![]() |
Source image: Google |
Orang juga sering bilang bermimpilah setinggi-tinginya, karena ga ada yang bisa membatasi. Tapi sepertinya tidak sesederhana itu. Untuk bermimpi, setidaknya orang perlu
inspirasi dan di beberapa kondisi perlu keberanian dan dukungan. Kesemuanya itu tentunya ditentukan oleh
lingkungan masing-masing. Mimpi orang yang hidup di desa
mungkin beda
dengan mimpi mereka yang hidup di
kota, mimpi anak dari keluarga yang pas-pasan mungkin beda dengan mimpi dari anak
keluarga berkecukupan, mimpi dari anak negara A mungkin beda dengan mimpi dari
anak negara B, dan seterusnya.
Inspirasi dibentuk oleh wawasan/pengetahuan yang dimiliki seseorang atau
dengan kata lain, apa yang ia impikan adalah apa yang ia ketahui atau dibatasi
oleh wawaan yang ia miliki. Kita mungkin cukup familiar dengan program “kelas
inspirasi” yang merupakan bagian dari Gerakan Indonesia Mengajar (GIM) yang
digagas oleh Pak Anies Baswedan (Sorry, bukan kampanye).

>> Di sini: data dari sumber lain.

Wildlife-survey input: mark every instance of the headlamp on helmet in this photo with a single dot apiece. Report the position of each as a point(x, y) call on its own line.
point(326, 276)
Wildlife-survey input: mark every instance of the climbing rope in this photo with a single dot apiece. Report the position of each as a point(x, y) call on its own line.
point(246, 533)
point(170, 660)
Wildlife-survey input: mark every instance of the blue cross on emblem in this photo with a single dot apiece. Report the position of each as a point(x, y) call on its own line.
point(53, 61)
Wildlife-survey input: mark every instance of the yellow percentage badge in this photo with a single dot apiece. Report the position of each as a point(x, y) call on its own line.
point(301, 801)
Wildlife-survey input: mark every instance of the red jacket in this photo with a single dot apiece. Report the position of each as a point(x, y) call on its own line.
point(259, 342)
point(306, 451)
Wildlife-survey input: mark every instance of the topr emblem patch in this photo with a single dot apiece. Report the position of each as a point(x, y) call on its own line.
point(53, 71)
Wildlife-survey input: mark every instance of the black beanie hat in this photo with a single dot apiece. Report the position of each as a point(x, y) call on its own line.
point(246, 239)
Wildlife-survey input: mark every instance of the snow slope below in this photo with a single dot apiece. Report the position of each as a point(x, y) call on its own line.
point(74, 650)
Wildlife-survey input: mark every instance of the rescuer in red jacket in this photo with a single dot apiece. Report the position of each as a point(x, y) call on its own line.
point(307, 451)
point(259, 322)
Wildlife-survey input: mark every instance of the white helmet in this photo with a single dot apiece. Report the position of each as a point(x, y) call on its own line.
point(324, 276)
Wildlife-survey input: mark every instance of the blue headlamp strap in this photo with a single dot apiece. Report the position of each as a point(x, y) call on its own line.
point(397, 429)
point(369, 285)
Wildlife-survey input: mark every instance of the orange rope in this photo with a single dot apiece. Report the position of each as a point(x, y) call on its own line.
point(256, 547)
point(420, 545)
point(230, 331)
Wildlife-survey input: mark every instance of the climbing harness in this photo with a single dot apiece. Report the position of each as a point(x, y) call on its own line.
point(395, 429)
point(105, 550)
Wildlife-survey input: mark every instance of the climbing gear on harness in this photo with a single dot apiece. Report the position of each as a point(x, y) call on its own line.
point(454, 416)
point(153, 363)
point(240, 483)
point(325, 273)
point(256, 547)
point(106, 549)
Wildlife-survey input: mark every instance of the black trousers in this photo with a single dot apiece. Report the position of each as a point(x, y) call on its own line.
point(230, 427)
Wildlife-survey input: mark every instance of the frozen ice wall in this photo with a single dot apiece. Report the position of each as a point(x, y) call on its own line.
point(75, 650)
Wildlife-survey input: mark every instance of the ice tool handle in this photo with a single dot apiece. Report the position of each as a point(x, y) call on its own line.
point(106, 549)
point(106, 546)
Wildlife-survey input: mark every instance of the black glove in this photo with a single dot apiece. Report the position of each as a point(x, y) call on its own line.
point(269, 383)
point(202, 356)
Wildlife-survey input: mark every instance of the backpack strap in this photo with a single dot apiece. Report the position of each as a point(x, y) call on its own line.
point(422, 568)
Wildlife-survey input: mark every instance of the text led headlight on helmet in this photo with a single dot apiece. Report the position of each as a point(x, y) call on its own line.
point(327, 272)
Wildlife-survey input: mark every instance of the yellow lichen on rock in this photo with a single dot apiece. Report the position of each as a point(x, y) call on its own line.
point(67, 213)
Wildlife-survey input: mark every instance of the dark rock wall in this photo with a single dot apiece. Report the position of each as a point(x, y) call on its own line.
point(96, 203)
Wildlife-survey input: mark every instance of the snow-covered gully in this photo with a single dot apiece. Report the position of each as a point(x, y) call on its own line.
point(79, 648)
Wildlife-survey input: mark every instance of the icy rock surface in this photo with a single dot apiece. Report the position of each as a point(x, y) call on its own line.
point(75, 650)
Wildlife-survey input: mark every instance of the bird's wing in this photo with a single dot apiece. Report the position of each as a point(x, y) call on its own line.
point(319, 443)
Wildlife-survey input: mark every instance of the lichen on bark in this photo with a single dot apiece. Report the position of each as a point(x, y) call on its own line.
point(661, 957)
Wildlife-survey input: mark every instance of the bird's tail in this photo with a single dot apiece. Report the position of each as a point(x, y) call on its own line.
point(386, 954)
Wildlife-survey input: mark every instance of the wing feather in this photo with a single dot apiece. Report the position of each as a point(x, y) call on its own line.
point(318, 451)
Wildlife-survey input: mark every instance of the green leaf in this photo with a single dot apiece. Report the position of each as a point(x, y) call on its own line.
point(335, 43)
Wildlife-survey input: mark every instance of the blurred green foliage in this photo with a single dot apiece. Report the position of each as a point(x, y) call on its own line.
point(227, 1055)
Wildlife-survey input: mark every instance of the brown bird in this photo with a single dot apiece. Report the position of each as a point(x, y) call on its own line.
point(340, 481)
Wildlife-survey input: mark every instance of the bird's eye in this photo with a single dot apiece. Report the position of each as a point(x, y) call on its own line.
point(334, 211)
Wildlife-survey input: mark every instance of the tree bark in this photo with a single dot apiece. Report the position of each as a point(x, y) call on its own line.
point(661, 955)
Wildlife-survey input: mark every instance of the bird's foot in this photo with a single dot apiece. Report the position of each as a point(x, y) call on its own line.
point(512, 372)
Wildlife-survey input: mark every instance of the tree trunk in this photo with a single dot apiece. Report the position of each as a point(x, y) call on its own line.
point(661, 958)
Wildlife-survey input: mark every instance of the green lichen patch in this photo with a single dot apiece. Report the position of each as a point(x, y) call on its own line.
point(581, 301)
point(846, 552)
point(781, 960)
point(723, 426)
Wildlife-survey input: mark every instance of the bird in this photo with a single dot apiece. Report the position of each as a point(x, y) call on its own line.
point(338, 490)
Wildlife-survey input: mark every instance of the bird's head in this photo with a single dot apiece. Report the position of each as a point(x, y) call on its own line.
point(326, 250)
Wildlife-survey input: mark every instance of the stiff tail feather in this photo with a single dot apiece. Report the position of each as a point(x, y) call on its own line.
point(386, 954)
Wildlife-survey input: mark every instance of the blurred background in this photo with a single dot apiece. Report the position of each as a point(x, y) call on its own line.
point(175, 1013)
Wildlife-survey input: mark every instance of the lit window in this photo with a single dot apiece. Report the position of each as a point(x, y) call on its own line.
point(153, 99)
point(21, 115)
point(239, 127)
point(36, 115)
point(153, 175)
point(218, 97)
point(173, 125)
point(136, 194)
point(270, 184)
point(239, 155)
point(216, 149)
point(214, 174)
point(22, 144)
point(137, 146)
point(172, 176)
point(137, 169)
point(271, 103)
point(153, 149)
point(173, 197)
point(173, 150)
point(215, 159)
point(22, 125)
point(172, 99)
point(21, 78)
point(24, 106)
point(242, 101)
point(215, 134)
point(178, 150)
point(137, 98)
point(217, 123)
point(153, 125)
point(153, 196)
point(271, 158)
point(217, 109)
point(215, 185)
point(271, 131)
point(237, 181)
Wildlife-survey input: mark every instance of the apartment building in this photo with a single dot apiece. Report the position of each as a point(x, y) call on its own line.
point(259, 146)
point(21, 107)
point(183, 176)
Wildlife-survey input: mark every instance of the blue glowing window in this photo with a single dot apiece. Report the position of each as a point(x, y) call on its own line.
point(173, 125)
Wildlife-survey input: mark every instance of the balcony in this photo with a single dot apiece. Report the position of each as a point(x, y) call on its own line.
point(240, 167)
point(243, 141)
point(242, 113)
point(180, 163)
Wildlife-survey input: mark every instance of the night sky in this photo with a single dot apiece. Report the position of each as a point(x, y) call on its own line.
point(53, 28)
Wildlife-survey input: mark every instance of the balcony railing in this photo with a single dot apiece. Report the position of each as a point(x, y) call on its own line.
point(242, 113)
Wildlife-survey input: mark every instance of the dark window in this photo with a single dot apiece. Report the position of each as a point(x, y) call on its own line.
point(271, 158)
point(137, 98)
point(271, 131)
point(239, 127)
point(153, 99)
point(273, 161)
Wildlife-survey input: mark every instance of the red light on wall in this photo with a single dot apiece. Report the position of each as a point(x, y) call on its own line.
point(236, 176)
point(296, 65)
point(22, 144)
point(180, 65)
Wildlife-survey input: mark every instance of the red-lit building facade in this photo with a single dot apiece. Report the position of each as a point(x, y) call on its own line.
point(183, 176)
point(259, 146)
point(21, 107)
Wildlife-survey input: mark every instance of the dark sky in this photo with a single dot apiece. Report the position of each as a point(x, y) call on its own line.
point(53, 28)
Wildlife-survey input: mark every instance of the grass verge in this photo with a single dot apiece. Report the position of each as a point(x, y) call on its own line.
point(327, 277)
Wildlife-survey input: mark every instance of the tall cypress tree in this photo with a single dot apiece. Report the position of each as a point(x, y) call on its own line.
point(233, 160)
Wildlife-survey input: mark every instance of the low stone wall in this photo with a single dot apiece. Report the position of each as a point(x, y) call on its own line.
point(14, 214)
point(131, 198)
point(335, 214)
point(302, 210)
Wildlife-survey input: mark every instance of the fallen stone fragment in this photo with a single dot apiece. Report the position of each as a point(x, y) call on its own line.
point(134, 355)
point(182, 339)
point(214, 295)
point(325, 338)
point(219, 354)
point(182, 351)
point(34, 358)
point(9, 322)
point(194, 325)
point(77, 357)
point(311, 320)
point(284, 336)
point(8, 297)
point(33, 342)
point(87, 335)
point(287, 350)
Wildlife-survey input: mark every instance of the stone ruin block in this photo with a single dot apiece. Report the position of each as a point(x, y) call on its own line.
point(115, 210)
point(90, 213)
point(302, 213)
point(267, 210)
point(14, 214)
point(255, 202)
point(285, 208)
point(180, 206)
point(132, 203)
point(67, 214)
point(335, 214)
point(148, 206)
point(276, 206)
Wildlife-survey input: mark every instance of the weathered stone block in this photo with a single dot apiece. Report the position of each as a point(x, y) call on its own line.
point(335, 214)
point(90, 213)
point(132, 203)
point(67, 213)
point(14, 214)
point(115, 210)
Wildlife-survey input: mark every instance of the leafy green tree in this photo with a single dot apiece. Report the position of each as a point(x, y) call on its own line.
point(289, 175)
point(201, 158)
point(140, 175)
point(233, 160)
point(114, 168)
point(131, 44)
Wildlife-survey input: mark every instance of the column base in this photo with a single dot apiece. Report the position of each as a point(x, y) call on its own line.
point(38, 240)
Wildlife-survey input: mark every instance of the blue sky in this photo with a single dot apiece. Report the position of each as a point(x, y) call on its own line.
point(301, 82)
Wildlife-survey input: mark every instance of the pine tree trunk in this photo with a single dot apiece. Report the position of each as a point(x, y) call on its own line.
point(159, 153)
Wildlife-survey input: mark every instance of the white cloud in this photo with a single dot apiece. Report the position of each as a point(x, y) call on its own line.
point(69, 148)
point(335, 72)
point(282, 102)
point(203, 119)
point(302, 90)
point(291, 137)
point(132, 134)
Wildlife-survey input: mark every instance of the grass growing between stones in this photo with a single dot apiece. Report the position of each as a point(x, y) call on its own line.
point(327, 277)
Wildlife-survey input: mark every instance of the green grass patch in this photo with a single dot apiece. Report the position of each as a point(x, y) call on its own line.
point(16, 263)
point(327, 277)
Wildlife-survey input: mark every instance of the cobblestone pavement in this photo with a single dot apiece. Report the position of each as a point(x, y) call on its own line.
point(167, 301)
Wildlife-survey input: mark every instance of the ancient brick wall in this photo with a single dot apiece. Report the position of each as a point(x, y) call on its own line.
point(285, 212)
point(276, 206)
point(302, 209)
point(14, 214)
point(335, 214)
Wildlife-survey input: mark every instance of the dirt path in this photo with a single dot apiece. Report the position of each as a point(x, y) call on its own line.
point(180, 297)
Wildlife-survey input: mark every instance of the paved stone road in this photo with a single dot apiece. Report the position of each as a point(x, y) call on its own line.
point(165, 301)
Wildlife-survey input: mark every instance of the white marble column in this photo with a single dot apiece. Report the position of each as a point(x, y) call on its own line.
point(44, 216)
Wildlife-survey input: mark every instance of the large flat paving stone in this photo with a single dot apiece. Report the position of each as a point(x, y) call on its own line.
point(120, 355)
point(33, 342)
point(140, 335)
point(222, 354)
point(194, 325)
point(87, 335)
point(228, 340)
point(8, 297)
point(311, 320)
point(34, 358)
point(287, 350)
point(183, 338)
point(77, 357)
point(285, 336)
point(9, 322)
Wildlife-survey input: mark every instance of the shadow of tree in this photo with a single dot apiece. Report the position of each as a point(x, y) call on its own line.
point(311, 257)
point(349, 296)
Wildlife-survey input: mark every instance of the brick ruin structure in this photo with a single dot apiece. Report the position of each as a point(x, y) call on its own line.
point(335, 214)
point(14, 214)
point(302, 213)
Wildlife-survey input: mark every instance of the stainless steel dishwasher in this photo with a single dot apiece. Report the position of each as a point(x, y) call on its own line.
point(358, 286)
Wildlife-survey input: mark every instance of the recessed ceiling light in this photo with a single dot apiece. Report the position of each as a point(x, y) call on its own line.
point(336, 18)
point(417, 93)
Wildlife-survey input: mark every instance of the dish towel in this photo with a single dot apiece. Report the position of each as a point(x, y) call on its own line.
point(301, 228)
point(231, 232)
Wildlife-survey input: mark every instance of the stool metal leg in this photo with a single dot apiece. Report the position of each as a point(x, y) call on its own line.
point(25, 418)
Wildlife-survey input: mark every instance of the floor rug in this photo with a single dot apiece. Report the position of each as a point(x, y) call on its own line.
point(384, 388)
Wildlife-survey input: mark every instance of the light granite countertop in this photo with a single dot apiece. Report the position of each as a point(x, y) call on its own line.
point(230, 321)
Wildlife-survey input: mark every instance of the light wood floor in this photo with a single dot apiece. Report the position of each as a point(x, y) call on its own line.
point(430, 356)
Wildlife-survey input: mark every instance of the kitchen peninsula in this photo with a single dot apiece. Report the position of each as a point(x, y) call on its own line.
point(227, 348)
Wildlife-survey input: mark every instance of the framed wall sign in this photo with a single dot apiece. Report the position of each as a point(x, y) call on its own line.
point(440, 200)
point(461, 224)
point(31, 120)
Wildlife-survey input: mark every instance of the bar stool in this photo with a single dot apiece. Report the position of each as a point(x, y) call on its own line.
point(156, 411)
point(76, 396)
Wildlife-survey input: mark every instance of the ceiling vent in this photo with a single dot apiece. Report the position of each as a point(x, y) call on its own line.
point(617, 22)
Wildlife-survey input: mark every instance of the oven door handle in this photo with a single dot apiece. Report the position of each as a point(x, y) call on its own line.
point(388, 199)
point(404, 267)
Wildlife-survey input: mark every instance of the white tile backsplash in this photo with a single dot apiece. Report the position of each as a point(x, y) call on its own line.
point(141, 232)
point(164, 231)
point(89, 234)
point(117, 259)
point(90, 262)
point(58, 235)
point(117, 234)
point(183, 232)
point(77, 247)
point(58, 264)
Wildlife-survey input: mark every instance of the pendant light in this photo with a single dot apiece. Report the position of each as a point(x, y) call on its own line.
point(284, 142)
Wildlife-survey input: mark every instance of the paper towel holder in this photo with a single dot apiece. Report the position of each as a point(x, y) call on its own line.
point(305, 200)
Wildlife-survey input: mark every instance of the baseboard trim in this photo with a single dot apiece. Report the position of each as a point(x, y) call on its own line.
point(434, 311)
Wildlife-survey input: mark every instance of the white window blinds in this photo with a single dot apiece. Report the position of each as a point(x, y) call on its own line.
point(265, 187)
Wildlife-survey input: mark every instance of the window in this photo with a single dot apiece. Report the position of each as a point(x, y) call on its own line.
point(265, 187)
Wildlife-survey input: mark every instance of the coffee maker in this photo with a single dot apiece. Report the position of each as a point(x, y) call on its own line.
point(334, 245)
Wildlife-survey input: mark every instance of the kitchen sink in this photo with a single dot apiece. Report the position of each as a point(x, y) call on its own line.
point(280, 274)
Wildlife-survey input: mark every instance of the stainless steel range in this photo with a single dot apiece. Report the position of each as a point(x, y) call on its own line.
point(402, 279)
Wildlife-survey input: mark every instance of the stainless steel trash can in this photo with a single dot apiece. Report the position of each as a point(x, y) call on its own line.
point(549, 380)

Bagi yang belum pernah
mendengar, secara ringkas program ini mengajak para
profesional dari berbagai macam
profesi dan latar belakang untuk mengajar selama satu hari di SD yang intinya menceritakan tentang profesi
masing-masing. Ide dasarnya simpel, memberikan wawasan/pengetahuan
seluas-luasnya pada anak-anak tentang berbagai profesi yang ada sehingga mereka
mempunyai banyak pilihan untuk menentukan mimpi-mimpi mereka. Semakin kaya wawasan/pengetahuan
seseorang, semakin beragam mimpi yang bisa ia ciptakan. Seberapa baik
lingkungan menciptakan kondisi yang memungkinkan seseorang memperluas
wawasan/pengetahuan menjadi faktor yang penting. Ini perkara yang kompleks dan
tidak mudah, menyangkut masalah pendidikan, keluarga, sarana penunjang, kebiasaan,
budaya dll.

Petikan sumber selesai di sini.